All that being said, Minnesota is known for having many good managers, good companies with ethical policies and leadership. Capella leadership insist they are adjusting strategy to keep growing. We don’t know Capella well enough to know if they can be counted as one of them. But we do think there is potential for a For-Profit school to stake a leadership position of excellence in management, technology and quality. Will Capella regain its stock market luster? Walsh writes:

In an interview at the gleaming Capella Tower in downtown Minneapolis, chief executive Kevin Gilligan promised changes in the company’s approach. In much the same way Capella continually tweaks its curriculum to meet market changes, so too is the university promising to change how it recruits, retains and supports its students. “First, we’re making steady progress as we look to return to new enrollment growth,” Gilligan said. “Second, we have a plan in place to significantly improve learner success.
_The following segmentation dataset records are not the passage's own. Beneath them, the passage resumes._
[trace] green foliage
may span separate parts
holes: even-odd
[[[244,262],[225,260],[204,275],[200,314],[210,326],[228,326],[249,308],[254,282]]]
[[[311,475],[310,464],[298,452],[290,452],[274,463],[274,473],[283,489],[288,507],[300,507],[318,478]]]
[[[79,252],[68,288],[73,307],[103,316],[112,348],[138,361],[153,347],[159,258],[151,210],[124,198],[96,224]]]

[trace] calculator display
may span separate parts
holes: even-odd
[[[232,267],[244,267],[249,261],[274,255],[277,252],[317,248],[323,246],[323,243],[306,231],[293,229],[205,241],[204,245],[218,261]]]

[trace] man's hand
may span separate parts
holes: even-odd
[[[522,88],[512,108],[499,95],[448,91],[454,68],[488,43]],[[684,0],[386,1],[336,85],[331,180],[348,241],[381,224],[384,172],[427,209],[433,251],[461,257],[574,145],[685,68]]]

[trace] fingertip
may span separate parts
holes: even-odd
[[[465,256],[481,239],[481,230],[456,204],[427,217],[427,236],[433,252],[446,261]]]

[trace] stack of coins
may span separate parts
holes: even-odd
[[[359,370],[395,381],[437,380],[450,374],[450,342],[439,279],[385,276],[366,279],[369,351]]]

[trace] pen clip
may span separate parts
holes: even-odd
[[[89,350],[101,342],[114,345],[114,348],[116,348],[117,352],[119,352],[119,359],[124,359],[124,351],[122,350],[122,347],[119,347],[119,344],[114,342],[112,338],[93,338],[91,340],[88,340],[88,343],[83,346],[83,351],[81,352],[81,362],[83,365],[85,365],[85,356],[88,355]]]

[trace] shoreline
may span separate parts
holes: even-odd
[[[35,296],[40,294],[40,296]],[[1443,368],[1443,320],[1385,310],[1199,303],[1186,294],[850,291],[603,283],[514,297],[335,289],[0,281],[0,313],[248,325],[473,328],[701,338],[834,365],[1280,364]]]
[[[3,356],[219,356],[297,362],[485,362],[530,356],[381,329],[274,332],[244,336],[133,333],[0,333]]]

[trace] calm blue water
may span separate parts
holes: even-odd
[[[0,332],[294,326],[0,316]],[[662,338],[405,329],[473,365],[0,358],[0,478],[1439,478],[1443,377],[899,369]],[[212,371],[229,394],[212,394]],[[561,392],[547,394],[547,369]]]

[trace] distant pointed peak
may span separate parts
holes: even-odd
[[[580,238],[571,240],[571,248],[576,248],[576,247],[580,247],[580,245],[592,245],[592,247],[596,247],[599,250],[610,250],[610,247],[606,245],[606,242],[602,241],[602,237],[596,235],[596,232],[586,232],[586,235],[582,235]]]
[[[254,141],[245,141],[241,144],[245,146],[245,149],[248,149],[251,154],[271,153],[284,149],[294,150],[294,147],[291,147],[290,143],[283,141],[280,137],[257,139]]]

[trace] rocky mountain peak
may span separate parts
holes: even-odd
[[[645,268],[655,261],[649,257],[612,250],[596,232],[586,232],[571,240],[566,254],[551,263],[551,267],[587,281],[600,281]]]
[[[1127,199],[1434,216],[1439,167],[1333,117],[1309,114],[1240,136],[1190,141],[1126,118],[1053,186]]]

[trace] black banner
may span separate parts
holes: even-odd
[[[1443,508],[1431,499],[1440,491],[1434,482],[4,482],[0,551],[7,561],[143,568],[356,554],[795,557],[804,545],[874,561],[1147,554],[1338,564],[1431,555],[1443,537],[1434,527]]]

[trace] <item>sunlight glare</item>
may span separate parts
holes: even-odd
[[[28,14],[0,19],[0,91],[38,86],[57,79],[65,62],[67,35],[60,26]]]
And, third, we continue to be encouraged by our brand-driven marketing strategy.”

But the school is also cutting costs, eliminating nearly 200 non-faculty positions. School leaders say their graduation rate of 50% is higher than the industry average. They are using analytics to flag students who are falling behind. They are trying to spread best practices between top teachers. They are trying to improve retention rates. It is changing its marketing, aiming toward top career learners. That’s a shrinking pool of people, however, that all the for-profit colleges are going after at the moment.

Now, Gilligan said, Capella is shifting that investment into building its own brand through radio, television and social media. The idea is to create a “community of people who want to make a difference,” he said. The end result, Capella officials hope, is that the students Capella attracts in the future will be more committed to the school and to their educational success. That, in turn, will mean more sustained growth for Capella. Appert, the analyst, is optimistic. “The bottom line is they have the high-quality programs and are making the right strategic decisions,” he said.